But what Doc noticed was that at every point where some sort of paperwork was done, there were errors. His name was spelled wrong. They got the wrong birthdate. Wrong employer. Something. As he shuffled from Berkman to the clinic to the cabbie to the hospital to the pharmacy, a paper (and digital trail) followed him through archaic legacy systems with errors accumulating as he went. What became immediately clear to Doc was that for the files at the clinic, the voucher, the systems at the hospital, for all of these systems, he was the natural point of data integration… he was the only component gauranteed to contact each of these service providers. And yet, his physical person was essentially incidental to the entire data trail being created on his behalf.
User as Point of Integration
But what if those systems were replaced with a VRM approach?

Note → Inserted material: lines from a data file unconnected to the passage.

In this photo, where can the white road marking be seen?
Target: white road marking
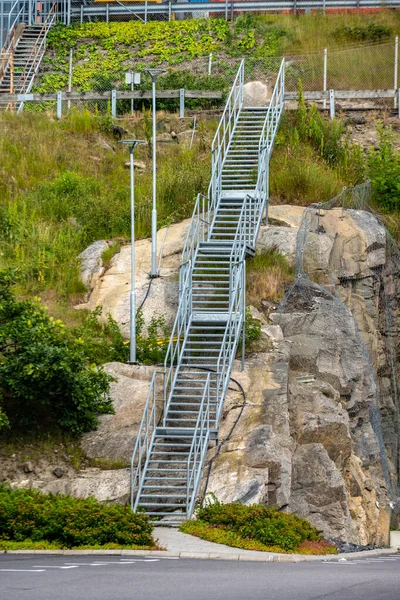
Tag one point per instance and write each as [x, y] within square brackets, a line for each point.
[54, 567]
[23, 570]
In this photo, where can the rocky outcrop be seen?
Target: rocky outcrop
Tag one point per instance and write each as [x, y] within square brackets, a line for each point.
[91, 263]
[109, 485]
[110, 288]
[255, 93]
[307, 438]
[115, 435]
[331, 458]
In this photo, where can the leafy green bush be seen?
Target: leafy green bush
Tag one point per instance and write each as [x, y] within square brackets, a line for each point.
[29, 514]
[263, 524]
[374, 32]
[47, 372]
[384, 172]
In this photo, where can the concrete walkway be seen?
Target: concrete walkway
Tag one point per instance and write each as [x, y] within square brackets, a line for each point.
[189, 546]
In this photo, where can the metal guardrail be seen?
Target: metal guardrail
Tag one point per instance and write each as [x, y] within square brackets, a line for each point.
[223, 135]
[26, 79]
[83, 12]
[144, 438]
[198, 450]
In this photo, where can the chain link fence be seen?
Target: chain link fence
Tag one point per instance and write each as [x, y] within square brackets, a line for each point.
[88, 67]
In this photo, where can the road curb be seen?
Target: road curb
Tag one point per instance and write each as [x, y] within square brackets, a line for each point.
[256, 557]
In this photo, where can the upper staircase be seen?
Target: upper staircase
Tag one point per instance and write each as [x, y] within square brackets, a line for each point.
[185, 400]
[21, 57]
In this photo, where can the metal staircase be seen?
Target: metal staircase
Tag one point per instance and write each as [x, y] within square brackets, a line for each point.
[185, 400]
[22, 55]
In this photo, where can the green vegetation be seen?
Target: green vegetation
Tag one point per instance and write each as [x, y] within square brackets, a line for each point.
[28, 517]
[64, 185]
[47, 374]
[257, 527]
[267, 276]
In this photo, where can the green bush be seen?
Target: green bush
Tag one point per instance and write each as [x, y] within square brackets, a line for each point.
[48, 374]
[374, 32]
[29, 514]
[384, 172]
[263, 524]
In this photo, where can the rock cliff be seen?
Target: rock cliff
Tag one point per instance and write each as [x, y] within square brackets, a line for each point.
[318, 433]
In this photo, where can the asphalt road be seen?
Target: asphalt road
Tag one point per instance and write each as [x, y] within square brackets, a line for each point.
[38, 577]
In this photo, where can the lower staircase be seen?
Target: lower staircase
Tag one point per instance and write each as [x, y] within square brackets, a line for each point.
[172, 442]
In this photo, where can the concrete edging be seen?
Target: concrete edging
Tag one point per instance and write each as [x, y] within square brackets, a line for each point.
[257, 556]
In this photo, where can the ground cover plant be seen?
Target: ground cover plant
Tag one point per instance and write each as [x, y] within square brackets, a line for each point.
[257, 527]
[30, 518]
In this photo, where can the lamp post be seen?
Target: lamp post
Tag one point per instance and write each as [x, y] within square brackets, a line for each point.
[154, 73]
[131, 144]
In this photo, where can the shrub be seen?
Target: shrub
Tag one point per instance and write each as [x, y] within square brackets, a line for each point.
[267, 275]
[48, 376]
[384, 172]
[373, 32]
[34, 516]
[263, 524]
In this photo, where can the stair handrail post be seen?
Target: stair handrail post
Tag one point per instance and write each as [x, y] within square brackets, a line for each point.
[144, 440]
[28, 74]
[197, 450]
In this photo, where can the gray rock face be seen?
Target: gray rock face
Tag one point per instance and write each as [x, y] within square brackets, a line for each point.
[91, 262]
[255, 94]
[327, 465]
[115, 436]
[105, 486]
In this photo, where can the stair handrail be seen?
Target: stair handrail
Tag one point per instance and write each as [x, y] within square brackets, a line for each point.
[181, 325]
[26, 78]
[198, 228]
[224, 133]
[233, 330]
[267, 138]
[198, 450]
[144, 439]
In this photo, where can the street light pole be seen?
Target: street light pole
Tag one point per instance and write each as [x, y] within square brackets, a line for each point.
[131, 144]
[154, 73]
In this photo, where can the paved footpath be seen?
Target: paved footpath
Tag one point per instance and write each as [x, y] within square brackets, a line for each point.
[182, 545]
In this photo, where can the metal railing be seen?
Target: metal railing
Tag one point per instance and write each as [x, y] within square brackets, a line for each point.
[223, 135]
[198, 450]
[144, 438]
[7, 52]
[26, 78]
[200, 231]
[199, 228]
[179, 332]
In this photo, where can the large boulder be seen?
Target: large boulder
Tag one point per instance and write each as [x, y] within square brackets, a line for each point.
[113, 287]
[106, 486]
[255, 93]
[114, 438]
[92, 263]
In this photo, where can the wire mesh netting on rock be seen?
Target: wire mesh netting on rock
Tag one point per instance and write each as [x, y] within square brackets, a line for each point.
[341, 318]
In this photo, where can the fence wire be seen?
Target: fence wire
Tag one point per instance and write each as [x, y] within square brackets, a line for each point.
[356, 306]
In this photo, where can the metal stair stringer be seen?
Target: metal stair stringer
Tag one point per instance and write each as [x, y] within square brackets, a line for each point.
[183, 411]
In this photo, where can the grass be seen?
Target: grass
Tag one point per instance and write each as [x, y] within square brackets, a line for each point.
[267, 276]
[9, 545]
[63, 185]
[218, 535]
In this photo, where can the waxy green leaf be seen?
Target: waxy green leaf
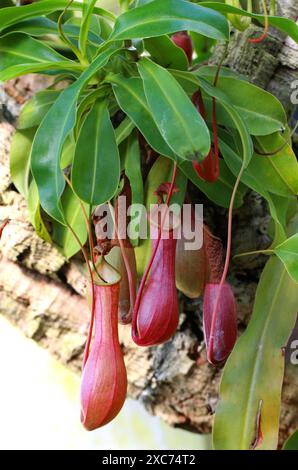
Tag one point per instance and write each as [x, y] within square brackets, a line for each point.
[181, 126]
[96, 165]
[62, 235]
[86, 20]
[35, 109]
[252, 180]
[163, 51]
[46, 150]
[131, 98]
[247, 415]
[247, 146]
[279, 172]
[21, 54]
[169, 16]
[222, 99]
[262, 113]
[284, 24]
[20, 159]
[132, 167]
[42, 26]
[288, 254]
[220, 191]
[34, 211]
[124, 129]
[12, 15]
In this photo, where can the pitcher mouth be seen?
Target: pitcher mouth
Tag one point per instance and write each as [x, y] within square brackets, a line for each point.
[109, 275]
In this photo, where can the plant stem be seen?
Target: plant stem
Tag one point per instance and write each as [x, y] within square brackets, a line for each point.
[145, 276]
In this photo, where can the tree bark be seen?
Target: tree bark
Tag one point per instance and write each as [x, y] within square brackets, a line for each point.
[42, 294]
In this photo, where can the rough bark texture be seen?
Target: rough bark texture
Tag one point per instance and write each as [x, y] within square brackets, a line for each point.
[42, 293]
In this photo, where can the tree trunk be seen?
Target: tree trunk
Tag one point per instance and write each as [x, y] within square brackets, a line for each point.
[42, 294]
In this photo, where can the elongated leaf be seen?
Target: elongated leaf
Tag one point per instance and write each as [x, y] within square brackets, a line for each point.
[238, 123]
[43, 26]
[20, 54]
[20, 159]
[161, 172]
[252, 180]
[96, 165]
[131, 98]
[34, 211]
[248, 412]
[288, 254]
[132, 166]
[12, 15]
[87, 14]
[278, 172]
[247, 147]
[163, 51]
[35, 109]
[262, 112]
[218, 192]
[124, 129]
[284, 24]
[62, 235]
[168, 16]
[180, 124]
[46, 150]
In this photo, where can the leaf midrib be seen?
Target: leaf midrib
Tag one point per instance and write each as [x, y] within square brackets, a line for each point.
[167, 98]
[250, 396]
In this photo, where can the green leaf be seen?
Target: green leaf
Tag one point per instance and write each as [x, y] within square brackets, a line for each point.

What if instead of individual, isolated IT departments and infrastructure, Doc, the user was the integrating agent in the system? That would not only assure that Doc had control over the propagation of his medical history, it would assure all of the service providers in the loop that, in fact, they had access to all of Doc’s medical history. All of his medications. All of his allergies. All of his past surgeries or treatments. His (potentially apocryphal) visits to new age homeopathic healers. His chiropractic treatments. His crazy new diet. All of these things could affect the judgment of the medical professionals charged with his care. And yet, trying to integrate all of those systems from the top down is not only a nightmare, it is a nightmare that apparently continues to fail despite massive federal efforts to re-invent medical care.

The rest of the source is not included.